I have never been to Skaneateles, New York. I do not now plan to go to Skaneateles, although the brochures look nice. It has an airport and I know this because throughout the 1990s, at least once a month, I placed a revised approach plate for the Skaneateles VOR-A approach in my Jeppesen binder on the off chance that I might divert there some cold and icy night.

That previous sentence will evoke memories for some pilots, perhaps pleasant ones of handling those rich leather binders or maybe a grateful sigh for no longer suffering the tedium of inserting approaches into a book you’d never open to prepare for a trip you’d never make. More likely, many will wonder … what leather binders?

This blog is not about the binders but who got the stuff in the binders to the people stuffing them. Captain Al Haynes did that as a minor part of his job as a United skipper on the DC-10. You’ll recall that Haynes died this week in Seattle after a brief illness. He was 87.

My friend Todd Huvard texted me a photo of a wrinkled and muddy Jeppesen revision envelope he had received in the mail with a single-sentence letter from the Sioux City, Iowa, postmaster. “The attached mailing was recovered from the United Airlines Flight #232 which crashed and burned in Sioux City, Iowa on July 19, 1989.”

He wasn’t the only one who got that letter. A lot of pilots did that summer because UA 232 had originated in Denver where Jeppesen was and is headquartered and where it threw a lot of mailbags on airliners. An instrument student of mine got one, too. And I won’t be surprised if someone reports in the comments a similar surprise in the mailbox. If so, I bet you still have it.

If you think a little about it, it shows a level of dedication and duty of care that people went out in that muddy cornfield and collected mail and who knows what else that had been scattered over acres after a horrifically violent touchdown. And then bothered to commemorate it with a letter. It’s also a fine testament to Haynes himself, for he had a similar attitude to his passengers and crew.

I met and interviewed Haynes sometime in 1996 or 1997, I think. We had invited him to speak during International Aviation Week in the Cayman Islands, which I helped organize.
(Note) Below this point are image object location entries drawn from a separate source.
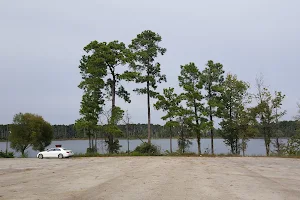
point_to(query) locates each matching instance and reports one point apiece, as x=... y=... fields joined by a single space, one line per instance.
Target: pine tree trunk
x=199 y=145
x=211 y=131
x=149 y=114
x=113 y=106
x=170 y=139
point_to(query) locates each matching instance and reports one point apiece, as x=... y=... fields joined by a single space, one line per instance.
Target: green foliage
x=114 y=146
x=236 y=118
x=268 y=112
x=146 y=148
x=30 y=130
x=144 y=49
x=190 y=80
x=183 y=144
x=292 y=148
x=8 y=155
x=169 y=102
x=213 y=78
x=91 y=150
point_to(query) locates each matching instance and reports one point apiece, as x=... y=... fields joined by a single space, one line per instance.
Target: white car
x=55 y=153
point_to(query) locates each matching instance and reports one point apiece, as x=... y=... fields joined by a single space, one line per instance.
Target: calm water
x=255 y=146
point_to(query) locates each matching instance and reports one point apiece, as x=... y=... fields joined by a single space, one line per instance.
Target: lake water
x=255 y=146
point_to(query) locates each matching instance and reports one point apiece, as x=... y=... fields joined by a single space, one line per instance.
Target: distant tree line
x=136 y=131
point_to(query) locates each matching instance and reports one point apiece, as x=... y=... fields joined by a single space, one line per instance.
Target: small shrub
x=148 y=149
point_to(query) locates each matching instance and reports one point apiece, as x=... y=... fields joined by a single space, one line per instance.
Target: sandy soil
x=151 y=178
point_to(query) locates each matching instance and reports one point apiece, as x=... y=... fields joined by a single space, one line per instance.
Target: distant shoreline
x=65 y=139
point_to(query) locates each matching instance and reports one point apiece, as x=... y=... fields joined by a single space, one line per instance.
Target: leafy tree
x=145 y=48
x=169 y=102
x=246 y=126
x=213 y=78
x=268 y=111
x=190 y=81
x=102 y=61
x=30 y=130
x=184 y=131
x=292 y=148
x=232 y=111
x=93 y=70
x=112 y=129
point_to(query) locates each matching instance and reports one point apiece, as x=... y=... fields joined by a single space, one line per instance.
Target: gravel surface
x=151 y=178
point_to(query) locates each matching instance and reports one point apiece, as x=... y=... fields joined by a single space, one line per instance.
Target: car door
x=58 y=151
x=54 y=153
x=47 y=153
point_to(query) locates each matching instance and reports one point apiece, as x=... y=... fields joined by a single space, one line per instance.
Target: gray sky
x=41 y=44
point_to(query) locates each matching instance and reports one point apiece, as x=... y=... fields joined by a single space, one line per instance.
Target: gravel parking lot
x=151 y=178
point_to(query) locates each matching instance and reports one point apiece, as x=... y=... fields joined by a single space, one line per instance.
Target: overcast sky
x=41 y=44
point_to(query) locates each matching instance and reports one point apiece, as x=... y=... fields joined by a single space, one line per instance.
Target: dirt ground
x=151 y=178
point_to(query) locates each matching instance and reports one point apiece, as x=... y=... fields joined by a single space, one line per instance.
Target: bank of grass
x=8 y=155
x=175 y=154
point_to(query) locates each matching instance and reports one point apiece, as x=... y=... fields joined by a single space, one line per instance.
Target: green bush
x=8 y=155
x=148 y=149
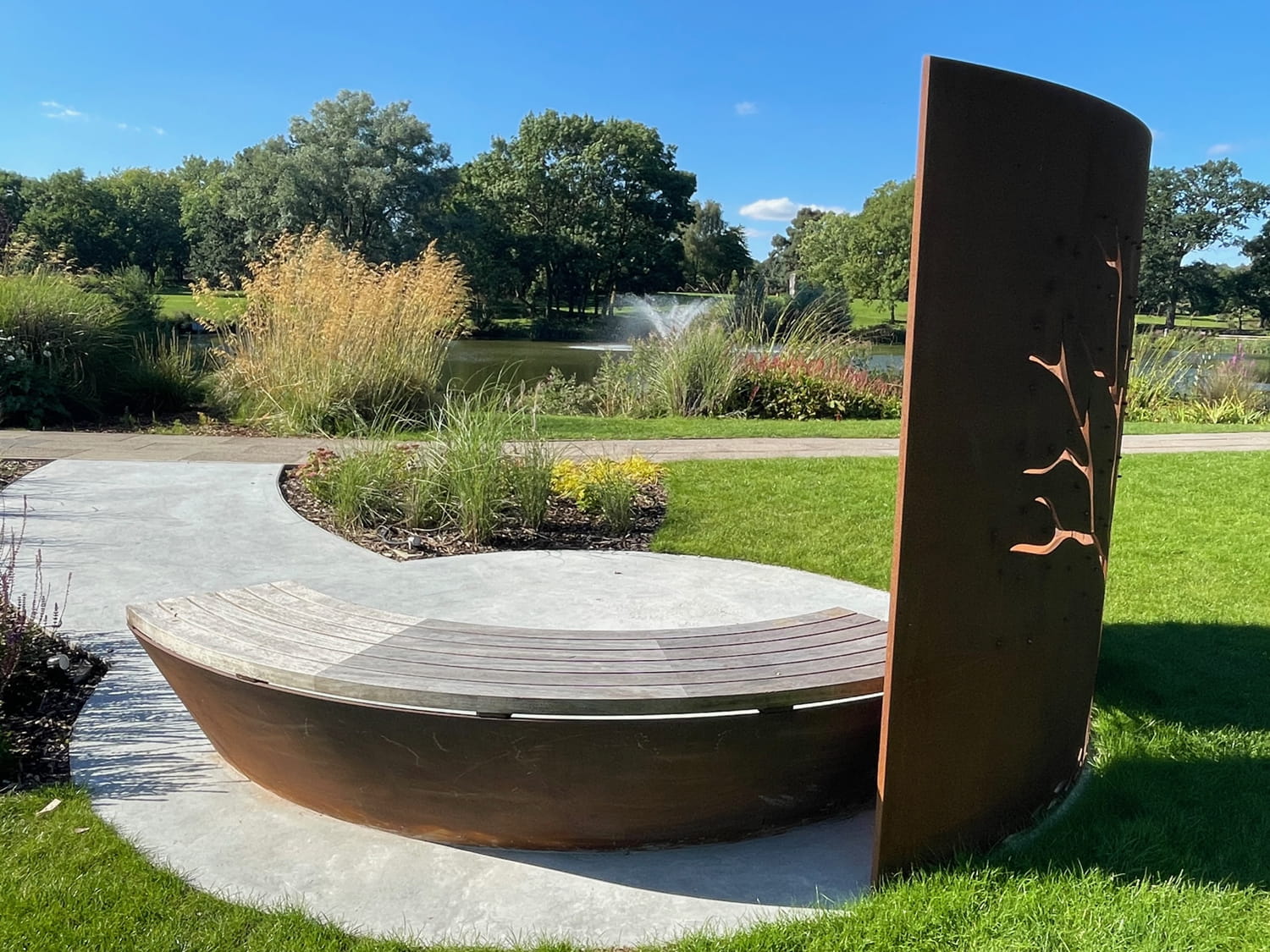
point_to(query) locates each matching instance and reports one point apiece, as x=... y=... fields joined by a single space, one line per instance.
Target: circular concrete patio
x=135 y=532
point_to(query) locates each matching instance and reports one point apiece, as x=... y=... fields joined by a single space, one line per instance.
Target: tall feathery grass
x=68 y=353
x=330 y=343
x=1179 y=378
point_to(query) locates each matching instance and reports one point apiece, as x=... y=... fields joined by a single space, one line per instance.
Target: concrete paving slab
x=135 y=532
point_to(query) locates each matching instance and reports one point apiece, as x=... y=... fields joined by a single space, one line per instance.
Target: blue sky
x=771 y=106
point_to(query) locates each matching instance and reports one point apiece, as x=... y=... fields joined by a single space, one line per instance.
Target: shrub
x=329 y=340
x=71 y=348
x=134 y=297
x=795 y=388
x=577 y=482
x=23 y=614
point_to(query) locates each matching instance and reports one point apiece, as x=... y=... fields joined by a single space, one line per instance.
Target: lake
x=474 y=362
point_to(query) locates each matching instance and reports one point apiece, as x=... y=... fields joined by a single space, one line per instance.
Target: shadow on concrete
x=822 y=863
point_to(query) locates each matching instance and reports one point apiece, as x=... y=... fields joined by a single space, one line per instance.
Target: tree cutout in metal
x=1026 y=235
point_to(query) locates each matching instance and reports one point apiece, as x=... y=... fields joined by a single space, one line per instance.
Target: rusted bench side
x=538 y=739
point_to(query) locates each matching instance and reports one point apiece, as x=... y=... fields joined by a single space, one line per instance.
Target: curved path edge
x=51 y=444
x=142 y=531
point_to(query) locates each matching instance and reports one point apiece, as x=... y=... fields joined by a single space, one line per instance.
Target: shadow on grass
x=1201 y=677
x=1181 y=784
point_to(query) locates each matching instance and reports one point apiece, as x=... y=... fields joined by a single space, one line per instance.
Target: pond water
x=474 y=362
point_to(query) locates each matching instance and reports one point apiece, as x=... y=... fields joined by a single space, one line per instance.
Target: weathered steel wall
x=1026 y=236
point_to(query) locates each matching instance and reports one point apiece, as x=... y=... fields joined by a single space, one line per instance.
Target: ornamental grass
x=330 y=343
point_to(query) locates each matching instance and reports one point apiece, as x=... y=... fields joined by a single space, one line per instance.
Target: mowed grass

Captain Haynes had a quality I can best describe as spiritual, not in the religious sense, but in the human sense.

What I vividly recall about his talk on UA 232 is the thoughtful, tender way he described his concern for the people aboard that stricken DC-10. I can’t recall the words exactly now, but he conveyed to a rapt audience the enormous responsibility the pilot in command of an airliner must shoulder and how that burden can approach the unbearable when dull routine turns to a nightmare that even the most sadistic sim operator could never imagine.

He did not tear up, either during the interview or his presentation. But I was made to understand—and I suspect the audience did, too—what it might be like to stare into the black maw of survivor’s guilt, of knowing that 185 souls were saved, but 111 were not. He explained in lucid detail what it was like in that cockpit, but landing the airplane may have been the easy part compared to what followed. He did this with such grace and dignity, that it’s tempting to say that he and those of his generation were of a unique breed.

I doubt he would say that. Nor would I, for I’m certain there’s a 28-year-old regional pilot out there somewhere who could rise to a similar occasion, if asked. If I ever meet him or her, I can only hope the circumstances are less tragic.